Ruy Castro – Folha de São Paulo
O escritor Afonso Borges, meu amigo, é o sujeito mais ligado em tecnologia que conheço. É por ele que, há 30 anos, fico sabendo das novidades no setor. Era de Afonso, por exemplo, o primeiro carro que vi ser chamado por controle remoto e buzinar de volta ao ouvir a voz do dono. Ele foi também o primeiro a me dizer que teria uma “página” na internet. Anos depois, riu ao saber que eu ainda usava secretária eletrônica de fita. E, há pouco, doeram-lhe os ouvidos ao ter de ligar para um telefone fixo -o meu, o único que possuo.

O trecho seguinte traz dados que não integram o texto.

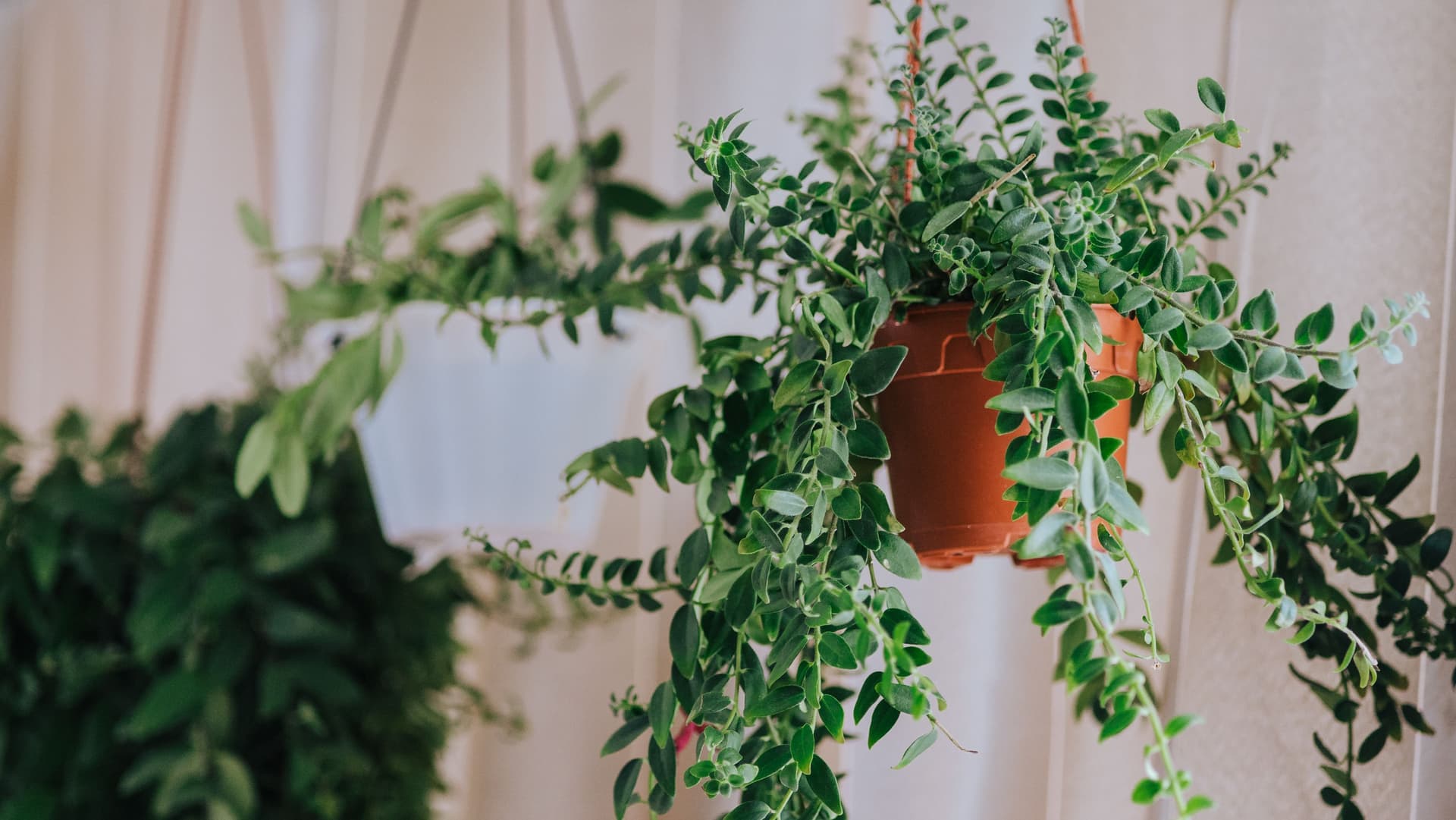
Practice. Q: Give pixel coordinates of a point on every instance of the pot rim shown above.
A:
(965, 306)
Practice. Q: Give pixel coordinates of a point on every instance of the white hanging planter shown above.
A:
(466, 437)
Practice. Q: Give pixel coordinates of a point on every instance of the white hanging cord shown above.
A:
(386, 102)
(259, 99)
(570, 71)
(174, 88)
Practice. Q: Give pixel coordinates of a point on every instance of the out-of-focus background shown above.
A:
(274, 102)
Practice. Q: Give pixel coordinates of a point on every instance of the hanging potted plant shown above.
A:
(411, 297)
(1060, 256)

Daí minha surpresa ao ler um recente artigo de Afonso no “Globo”, dizendo que o hábito de ler no celular pode provocar uma legião de gente torta e cegueta na praça. “Uma pesquisa mostrou que a inclinação de 60 graus no pescoço determina um peso de 27 quilos sobre a cervical”, escreveu. “Nada demais se fosse esporádico. Mas os adolescentes passam, em média, quatro horas por dia nesta posição. São entre 700 e 1.400 horas por ano inclinados.” E completou: “Outra pesquisa registrou um aumento de 30% de casos de miopia entre jovens”.
Bem, diante disso, já me animo a perguntá-lo sobre os rumores de que o celular também está produzindo uma geração de surdos, pelo hábito de seus usuários ouvirem música em alto volume com os fones grudados nos tímpanos. Ou sobre a incidência de acidentes -trombadas em postes, hidrantes e idosos- entre cidadãos que andam pelas ruas olhando para a maquininha.
Há também as velhas acusações de insociabilidade: as pessoas vão aos restaurantes e, em vez de conversar, ficam digitando besteiras. Sem falar num risco terrível: o queixo espetado ao peito enquanto se olha para a tela está condenando rapazes e moças ao queixo duplo.
Acho melhor poupar Afonso dessas perguntas. Ele pode começar a antipatizar com o celular.